On Tuesday, Fox News posted an article detailing some of the current discussions on government regulations and their impact on jobs.

Representative John Boehner has asked the Obama Administration for a list of all pending and planned regulations with a projected impact on our economy in excess of $1 billion. This request comes at the same time President Obama is claiming that he is planning to save the government money by cutting regulations.

The article reports:

President Obama replied Tuesday with a list of seven proposed rules with an estimated economic impact of over $1 billion.
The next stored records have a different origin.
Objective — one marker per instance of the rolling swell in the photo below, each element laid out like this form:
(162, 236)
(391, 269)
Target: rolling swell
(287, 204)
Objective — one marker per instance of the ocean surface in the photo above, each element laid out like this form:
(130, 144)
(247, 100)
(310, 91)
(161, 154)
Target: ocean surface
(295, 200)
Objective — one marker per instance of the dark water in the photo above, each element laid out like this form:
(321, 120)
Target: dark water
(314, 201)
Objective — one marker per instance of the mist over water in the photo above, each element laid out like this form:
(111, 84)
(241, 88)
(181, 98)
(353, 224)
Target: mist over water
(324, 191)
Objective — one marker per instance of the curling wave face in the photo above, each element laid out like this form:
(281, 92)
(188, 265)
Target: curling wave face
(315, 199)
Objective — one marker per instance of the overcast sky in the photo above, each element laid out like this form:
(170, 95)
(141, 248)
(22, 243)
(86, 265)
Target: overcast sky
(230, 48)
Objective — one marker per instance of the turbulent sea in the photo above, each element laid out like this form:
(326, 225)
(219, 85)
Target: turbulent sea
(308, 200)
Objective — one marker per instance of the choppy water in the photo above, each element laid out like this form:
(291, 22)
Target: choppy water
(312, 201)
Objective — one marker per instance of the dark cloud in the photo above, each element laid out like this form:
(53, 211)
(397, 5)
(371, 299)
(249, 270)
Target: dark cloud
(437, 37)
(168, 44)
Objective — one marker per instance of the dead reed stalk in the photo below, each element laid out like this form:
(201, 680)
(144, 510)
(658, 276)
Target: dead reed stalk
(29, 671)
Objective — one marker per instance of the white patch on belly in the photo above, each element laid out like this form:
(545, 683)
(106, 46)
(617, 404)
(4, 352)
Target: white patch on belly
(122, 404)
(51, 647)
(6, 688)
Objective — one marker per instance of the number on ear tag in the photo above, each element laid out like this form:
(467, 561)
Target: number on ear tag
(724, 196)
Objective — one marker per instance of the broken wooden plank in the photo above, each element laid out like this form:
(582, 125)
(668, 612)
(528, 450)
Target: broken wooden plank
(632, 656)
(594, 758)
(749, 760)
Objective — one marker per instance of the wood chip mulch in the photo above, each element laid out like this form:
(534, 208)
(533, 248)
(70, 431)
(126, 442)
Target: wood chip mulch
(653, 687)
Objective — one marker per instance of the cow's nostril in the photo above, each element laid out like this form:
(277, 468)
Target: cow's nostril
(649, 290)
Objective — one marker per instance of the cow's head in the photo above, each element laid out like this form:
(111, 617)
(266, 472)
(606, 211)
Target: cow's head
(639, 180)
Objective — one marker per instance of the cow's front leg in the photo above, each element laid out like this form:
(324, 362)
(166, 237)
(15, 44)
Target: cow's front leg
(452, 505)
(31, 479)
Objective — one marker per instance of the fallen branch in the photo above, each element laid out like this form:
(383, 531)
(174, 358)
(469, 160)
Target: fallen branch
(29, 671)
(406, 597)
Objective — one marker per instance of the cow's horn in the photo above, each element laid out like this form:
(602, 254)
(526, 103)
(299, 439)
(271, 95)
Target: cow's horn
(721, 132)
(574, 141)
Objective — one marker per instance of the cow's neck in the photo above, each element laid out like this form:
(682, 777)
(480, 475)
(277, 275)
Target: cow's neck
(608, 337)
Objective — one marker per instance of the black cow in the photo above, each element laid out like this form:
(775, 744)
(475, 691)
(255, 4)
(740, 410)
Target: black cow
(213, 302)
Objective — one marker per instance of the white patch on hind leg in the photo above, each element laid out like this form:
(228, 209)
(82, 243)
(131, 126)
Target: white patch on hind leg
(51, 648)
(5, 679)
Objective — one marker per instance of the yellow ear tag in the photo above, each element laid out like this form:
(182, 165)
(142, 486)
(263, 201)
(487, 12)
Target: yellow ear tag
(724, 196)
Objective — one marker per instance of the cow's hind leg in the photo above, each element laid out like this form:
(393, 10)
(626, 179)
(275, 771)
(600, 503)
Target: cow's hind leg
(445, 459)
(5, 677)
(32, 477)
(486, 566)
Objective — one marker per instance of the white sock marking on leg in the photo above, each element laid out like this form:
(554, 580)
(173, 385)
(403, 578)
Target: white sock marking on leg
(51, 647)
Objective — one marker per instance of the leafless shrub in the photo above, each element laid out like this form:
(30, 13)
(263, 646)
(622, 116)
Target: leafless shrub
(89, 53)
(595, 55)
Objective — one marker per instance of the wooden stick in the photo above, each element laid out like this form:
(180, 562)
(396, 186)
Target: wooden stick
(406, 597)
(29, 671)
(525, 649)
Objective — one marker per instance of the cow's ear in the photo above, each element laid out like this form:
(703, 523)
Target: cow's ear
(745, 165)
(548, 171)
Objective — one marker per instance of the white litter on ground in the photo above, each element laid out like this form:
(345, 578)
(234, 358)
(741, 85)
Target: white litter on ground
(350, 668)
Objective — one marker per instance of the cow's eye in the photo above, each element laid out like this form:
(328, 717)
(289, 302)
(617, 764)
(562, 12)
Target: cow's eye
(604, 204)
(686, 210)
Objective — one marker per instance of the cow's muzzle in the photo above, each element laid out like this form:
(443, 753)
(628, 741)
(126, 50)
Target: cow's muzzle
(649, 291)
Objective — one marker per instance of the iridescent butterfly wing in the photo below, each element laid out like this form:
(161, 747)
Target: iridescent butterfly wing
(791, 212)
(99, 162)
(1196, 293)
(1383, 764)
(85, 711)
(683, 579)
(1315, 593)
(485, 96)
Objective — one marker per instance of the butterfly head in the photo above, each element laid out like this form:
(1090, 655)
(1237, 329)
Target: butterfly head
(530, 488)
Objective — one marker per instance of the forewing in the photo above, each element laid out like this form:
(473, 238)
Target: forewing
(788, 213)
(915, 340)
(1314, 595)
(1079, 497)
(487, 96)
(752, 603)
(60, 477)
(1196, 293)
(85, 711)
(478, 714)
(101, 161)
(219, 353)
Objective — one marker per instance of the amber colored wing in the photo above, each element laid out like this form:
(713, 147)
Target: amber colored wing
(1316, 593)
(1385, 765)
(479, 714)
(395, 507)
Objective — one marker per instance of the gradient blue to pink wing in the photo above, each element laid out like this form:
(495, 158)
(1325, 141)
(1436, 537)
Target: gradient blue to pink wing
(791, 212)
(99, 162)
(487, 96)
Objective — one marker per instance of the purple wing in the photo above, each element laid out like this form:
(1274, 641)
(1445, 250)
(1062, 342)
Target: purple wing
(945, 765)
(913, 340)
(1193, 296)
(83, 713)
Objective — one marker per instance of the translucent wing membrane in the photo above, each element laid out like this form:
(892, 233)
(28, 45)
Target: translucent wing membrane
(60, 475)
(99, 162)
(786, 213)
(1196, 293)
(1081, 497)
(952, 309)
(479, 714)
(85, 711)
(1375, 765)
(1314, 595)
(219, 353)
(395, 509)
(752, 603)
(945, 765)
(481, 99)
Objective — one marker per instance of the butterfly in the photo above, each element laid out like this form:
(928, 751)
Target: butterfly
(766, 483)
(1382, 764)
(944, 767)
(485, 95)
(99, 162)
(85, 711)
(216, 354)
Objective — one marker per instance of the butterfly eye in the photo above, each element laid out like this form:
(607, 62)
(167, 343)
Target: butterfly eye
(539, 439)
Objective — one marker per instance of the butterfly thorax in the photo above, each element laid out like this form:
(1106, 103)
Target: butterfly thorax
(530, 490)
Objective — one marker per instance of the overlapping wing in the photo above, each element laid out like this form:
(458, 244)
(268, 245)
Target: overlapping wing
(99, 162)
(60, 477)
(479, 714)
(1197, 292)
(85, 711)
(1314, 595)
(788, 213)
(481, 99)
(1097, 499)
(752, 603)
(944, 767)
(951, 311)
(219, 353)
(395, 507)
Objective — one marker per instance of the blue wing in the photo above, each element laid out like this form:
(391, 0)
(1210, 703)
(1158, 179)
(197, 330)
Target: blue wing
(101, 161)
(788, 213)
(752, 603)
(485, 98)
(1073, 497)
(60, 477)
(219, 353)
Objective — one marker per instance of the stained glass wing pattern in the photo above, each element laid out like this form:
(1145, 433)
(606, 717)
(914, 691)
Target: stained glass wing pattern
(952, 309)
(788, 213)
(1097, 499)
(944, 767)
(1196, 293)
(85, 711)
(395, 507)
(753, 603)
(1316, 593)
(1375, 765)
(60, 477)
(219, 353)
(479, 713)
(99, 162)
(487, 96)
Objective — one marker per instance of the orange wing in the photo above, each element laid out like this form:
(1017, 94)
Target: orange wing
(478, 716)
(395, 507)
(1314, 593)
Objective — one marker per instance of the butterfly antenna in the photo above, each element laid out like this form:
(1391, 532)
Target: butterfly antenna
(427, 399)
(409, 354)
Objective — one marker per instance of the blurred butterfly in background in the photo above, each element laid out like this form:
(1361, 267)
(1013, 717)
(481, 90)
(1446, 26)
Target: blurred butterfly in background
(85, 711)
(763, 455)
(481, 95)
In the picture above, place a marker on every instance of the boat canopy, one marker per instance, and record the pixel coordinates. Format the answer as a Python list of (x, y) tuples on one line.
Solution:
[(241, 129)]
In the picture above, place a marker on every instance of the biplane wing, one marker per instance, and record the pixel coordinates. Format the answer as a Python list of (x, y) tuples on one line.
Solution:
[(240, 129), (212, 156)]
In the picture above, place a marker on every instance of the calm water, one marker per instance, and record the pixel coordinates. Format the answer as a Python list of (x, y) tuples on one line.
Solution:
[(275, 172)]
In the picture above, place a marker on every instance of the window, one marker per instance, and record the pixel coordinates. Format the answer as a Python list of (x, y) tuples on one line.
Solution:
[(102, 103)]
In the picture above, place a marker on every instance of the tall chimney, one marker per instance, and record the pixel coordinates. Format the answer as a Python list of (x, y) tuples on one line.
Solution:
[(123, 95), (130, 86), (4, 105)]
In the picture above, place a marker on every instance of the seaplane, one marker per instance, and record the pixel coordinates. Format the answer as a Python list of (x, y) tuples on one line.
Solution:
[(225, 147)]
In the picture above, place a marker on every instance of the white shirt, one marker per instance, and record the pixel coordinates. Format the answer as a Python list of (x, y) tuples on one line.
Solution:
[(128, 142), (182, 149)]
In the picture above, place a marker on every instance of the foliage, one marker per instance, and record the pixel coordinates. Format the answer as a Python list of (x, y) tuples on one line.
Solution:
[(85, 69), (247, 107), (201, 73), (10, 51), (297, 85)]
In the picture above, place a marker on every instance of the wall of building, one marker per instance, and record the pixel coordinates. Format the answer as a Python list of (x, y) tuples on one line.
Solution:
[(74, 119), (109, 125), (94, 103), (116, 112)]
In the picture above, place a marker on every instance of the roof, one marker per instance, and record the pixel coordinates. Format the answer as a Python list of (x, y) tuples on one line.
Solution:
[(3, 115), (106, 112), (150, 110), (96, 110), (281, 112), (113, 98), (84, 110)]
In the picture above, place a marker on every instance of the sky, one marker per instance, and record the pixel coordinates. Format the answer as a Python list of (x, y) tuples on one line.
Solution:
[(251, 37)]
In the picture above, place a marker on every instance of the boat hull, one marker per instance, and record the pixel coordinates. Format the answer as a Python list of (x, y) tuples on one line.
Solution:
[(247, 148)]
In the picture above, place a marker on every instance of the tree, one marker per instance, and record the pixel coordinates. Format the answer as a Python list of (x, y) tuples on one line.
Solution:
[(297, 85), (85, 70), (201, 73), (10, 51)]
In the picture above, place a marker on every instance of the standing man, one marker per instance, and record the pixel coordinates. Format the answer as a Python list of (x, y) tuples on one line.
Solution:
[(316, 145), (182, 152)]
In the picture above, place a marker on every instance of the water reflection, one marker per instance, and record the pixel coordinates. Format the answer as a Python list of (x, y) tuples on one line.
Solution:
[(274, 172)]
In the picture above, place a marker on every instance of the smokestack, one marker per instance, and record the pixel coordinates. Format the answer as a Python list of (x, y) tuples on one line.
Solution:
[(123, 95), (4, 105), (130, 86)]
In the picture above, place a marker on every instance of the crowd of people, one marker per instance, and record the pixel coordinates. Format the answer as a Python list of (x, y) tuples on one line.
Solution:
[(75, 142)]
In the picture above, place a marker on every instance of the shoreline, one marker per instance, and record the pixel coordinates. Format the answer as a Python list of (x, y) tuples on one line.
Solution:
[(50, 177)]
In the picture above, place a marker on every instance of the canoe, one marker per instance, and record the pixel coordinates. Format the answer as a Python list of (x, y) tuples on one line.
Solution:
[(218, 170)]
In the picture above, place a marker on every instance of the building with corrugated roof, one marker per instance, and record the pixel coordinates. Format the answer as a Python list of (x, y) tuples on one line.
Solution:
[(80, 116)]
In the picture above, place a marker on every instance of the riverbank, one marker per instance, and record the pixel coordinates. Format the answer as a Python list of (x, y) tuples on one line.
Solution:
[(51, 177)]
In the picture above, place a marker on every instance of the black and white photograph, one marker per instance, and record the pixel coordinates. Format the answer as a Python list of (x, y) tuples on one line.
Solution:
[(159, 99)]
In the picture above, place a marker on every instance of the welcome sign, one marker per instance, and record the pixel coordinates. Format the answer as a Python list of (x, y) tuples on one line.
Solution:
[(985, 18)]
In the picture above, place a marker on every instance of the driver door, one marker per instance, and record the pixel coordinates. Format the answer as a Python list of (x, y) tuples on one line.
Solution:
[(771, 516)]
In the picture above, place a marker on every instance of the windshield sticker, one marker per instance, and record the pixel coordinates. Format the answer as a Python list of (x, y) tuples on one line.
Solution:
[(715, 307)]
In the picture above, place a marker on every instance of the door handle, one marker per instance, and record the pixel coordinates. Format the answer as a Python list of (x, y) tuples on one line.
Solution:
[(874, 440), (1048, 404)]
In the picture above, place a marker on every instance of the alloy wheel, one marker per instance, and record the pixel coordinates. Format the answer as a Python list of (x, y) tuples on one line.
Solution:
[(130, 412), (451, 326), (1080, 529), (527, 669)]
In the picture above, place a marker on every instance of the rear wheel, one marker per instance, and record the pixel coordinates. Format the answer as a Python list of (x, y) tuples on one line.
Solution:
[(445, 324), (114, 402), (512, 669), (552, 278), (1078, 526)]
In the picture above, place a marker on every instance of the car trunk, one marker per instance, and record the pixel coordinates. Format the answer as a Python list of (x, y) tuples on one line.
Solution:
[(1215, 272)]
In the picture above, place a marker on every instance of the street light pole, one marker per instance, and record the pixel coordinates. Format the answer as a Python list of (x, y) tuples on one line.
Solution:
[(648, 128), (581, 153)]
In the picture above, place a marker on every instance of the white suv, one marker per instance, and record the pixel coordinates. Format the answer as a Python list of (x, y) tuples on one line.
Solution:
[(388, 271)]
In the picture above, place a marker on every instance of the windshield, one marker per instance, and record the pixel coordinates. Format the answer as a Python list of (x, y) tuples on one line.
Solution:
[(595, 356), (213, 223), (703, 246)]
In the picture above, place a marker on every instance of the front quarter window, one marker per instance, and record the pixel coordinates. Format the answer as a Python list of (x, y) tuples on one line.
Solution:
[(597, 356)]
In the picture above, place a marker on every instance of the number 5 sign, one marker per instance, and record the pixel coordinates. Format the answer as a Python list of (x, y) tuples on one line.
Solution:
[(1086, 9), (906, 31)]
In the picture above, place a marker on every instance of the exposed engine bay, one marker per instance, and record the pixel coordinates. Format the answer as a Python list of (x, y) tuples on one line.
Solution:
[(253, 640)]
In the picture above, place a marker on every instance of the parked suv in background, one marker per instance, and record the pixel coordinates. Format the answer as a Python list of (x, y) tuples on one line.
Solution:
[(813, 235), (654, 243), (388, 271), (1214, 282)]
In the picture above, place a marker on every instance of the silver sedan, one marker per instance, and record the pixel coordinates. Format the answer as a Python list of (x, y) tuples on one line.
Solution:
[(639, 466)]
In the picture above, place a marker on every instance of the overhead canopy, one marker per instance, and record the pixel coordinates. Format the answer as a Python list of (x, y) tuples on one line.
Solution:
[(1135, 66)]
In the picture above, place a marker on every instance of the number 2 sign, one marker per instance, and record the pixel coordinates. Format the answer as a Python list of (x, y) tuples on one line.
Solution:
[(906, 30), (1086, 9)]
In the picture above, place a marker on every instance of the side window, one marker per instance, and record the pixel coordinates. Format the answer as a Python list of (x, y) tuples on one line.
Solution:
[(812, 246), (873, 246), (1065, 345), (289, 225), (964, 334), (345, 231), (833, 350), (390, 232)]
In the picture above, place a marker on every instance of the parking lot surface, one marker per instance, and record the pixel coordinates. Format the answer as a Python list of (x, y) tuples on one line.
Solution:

The various proposed regulations apply to the Environmental Protection Agency and Department of Transportation, ranging in rough costs from $1 billion for DOT hours of service regulations, to as much as $90 billion for ozone air standards.

Boehner’s office answered Obama’s letter with a statement Tuesday afternoon bashing the seven regulations.

“The combined cost of these seven new regulatory actions alone could be more than $100 billion,” the statement read. “These costs will be felt by the American people in the form of fewer jobs and slower economic growth.”

The amount of savings President Obama has called for in the reduction of federal regulations is $10 billion over 5 years. Seems a little unbalanced to me.

When the House of Representatives reconvenes this month, it is expected to examine the impact of regulations on employment and propose legislation to free small businesses from excessive regulation, allowing the businesses to grow and to hire new employees.